Question

I was looking for rake tasks that would help me track down syntax errors, and I came across haml --check as a possible solution for double checking haml files. Unfortunately, when I passed it this broken example, haml says the syntax is OK.

Have I misunderstood the purpose of haml --check or is this feature not fully implemented?

I suppose I should mention I'm using Haml/Sass 3.0.25 (Classy Cassidy), rails 3.0.3, ruby 1.9.2p0, and Mac 10.6.6.

$ haml --check /tmp/edit.html.haml
Syntax OK

#/tmp/edit.html.haml
- content_for :head do
  = include_javascripts :aspects

#aspect_edit_pane
  #facebox_header
    %h4
      = @aspect
      .description
        = t('contacts', :count =>@aspect_contacts.count)}

The last character (curly brace) should trigger a syntax error, it certainly does when the template is executed as part of a request:

ActionView::Template::Error (compile error 
    /usr/local/app/diaspora/app/views/aspects/edit.html.haml:13: 
    syntax error, unexpected '}', expecting ')'
Was it helpful?

Solution

Maybe because -c, --check Just check syntax, don't evaluate.
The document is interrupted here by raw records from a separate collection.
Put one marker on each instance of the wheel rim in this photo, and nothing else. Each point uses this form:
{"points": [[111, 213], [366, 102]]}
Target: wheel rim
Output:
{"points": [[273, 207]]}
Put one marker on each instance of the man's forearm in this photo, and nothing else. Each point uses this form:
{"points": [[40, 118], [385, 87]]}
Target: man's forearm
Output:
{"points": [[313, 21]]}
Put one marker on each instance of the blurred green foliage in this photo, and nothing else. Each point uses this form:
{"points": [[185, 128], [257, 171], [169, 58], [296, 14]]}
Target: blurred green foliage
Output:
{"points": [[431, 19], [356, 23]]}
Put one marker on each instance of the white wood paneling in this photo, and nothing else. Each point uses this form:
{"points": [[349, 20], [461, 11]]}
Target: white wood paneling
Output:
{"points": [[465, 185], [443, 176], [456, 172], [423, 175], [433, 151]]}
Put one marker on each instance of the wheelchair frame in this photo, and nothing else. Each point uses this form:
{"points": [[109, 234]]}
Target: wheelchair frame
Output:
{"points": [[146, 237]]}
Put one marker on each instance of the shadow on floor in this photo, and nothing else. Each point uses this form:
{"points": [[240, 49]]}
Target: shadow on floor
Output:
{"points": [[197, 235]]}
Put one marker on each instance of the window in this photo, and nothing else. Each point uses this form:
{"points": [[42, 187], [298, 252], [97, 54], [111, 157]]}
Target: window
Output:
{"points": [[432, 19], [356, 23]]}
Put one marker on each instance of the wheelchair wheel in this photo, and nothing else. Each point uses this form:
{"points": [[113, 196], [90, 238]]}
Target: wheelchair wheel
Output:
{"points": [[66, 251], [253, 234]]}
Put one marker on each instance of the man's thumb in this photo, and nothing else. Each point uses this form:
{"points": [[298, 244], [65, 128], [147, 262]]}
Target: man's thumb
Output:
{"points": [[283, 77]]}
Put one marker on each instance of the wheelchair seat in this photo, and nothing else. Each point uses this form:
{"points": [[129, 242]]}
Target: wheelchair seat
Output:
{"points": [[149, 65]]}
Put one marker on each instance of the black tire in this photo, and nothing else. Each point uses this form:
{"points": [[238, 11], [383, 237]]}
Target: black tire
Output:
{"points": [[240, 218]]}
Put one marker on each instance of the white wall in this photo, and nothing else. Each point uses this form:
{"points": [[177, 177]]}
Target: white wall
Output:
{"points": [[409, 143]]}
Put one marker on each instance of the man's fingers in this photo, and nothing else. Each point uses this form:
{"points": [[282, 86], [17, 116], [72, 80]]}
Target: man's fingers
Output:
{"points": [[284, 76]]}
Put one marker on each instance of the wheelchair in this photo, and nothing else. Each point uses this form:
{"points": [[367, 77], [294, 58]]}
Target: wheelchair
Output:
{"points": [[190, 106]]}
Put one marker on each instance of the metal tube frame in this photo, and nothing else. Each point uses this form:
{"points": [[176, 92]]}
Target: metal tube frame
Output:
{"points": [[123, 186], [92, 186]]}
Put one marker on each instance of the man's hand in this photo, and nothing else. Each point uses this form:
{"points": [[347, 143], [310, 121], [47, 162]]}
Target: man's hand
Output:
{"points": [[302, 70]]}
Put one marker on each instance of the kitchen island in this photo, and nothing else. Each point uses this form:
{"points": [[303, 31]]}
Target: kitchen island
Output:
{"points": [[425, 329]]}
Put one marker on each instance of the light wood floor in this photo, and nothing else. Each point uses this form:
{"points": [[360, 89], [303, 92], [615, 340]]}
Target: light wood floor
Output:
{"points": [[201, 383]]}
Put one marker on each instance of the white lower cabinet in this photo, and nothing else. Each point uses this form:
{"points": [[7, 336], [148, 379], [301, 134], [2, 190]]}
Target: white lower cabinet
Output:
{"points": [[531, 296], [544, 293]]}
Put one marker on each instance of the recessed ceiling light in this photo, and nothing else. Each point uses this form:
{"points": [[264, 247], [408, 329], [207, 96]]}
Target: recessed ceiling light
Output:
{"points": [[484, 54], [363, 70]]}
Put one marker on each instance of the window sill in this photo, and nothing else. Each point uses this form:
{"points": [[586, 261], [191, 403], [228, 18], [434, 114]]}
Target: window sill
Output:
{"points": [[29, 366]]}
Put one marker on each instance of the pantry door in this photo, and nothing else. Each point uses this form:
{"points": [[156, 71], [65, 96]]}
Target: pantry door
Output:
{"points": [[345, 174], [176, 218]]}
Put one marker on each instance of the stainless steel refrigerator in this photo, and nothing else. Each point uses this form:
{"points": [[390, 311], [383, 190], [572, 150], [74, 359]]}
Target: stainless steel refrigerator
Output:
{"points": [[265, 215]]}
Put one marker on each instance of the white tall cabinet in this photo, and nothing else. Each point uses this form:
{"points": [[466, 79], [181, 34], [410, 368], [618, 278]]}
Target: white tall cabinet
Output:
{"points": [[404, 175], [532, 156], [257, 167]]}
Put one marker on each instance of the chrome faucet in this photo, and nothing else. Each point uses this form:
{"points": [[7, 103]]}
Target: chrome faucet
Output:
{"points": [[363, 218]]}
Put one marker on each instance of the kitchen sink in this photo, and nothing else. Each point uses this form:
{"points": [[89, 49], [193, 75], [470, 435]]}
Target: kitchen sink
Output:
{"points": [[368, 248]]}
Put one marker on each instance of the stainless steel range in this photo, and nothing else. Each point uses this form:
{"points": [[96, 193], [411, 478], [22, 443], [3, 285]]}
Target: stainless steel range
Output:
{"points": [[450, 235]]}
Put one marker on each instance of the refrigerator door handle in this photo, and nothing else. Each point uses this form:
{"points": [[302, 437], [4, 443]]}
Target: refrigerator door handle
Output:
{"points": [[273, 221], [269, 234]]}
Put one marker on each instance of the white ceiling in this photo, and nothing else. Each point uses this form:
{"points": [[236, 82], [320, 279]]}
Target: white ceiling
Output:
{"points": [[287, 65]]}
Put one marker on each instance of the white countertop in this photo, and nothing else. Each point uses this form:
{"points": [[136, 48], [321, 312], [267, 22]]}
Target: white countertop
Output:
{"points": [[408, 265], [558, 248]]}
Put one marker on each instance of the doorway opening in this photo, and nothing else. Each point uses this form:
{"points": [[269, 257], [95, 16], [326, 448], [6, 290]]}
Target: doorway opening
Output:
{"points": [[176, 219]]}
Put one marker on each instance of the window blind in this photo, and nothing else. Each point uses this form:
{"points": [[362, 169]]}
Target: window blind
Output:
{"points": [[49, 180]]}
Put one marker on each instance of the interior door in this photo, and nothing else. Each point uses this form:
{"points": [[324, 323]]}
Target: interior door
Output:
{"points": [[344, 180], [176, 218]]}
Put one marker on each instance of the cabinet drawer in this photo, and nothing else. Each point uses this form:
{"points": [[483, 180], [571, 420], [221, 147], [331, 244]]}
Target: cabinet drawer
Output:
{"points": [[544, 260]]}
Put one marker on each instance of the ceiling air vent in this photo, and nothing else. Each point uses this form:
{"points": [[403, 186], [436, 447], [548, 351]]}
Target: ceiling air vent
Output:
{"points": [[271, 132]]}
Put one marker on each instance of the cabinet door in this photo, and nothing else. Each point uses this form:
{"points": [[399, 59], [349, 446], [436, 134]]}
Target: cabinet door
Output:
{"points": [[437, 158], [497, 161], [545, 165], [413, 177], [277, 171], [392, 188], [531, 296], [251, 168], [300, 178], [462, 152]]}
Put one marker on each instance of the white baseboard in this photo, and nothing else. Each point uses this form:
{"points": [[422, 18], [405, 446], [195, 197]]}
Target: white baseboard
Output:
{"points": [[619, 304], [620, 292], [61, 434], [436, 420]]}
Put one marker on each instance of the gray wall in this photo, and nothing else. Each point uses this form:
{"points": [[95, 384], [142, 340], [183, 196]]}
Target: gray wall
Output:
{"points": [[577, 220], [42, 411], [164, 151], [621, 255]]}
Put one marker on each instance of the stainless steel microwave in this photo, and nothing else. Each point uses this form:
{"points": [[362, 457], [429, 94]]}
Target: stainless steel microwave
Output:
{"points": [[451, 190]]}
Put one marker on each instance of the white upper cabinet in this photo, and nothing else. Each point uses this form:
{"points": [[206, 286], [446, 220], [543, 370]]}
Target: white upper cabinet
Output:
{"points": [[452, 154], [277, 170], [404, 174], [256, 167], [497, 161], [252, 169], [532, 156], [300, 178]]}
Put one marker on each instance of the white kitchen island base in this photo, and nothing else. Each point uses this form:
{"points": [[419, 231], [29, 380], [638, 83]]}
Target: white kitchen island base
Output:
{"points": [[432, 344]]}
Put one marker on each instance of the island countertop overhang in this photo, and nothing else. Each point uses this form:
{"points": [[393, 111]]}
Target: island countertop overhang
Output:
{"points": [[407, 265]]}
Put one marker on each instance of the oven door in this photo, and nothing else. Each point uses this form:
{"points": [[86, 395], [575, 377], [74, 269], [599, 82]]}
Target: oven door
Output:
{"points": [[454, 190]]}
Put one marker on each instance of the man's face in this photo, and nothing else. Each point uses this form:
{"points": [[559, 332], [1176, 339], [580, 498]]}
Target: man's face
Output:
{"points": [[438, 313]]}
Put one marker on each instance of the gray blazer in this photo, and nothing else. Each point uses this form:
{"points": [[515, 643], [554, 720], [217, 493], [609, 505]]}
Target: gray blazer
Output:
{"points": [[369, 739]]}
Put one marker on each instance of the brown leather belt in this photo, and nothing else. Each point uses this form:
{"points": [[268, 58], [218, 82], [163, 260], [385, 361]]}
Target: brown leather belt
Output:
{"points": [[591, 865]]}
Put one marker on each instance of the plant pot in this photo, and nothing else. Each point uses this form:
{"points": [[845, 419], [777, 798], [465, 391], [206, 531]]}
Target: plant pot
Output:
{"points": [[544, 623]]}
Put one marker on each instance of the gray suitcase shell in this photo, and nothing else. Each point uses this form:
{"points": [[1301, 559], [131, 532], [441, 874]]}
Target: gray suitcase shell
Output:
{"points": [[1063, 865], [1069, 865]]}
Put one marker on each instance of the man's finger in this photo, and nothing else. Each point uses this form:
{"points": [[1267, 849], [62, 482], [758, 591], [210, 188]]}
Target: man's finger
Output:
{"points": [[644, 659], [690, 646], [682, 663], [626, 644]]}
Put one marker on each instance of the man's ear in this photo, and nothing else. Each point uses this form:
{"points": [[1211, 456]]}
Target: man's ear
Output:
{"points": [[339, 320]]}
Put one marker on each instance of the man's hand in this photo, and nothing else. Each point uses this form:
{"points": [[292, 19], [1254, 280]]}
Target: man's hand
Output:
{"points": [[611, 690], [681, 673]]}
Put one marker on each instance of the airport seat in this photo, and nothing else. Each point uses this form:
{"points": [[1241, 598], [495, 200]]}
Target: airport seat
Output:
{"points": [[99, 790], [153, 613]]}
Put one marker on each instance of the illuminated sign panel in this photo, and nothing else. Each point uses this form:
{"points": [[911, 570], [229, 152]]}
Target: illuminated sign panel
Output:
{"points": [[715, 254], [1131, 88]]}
Guess: it checks just the haml syntax and doesn't evaluate inline ruby.

--edit

This probably needs some more testing but I got it working on simple haml files :)

haml --debug newsletter.html.haml 2> /dev/null | sed '$d' | ruby -c

In theory:

Haml prints out the precompiled Ruby source (and error messages in the end), we try to get just the ruby part and check the syntax.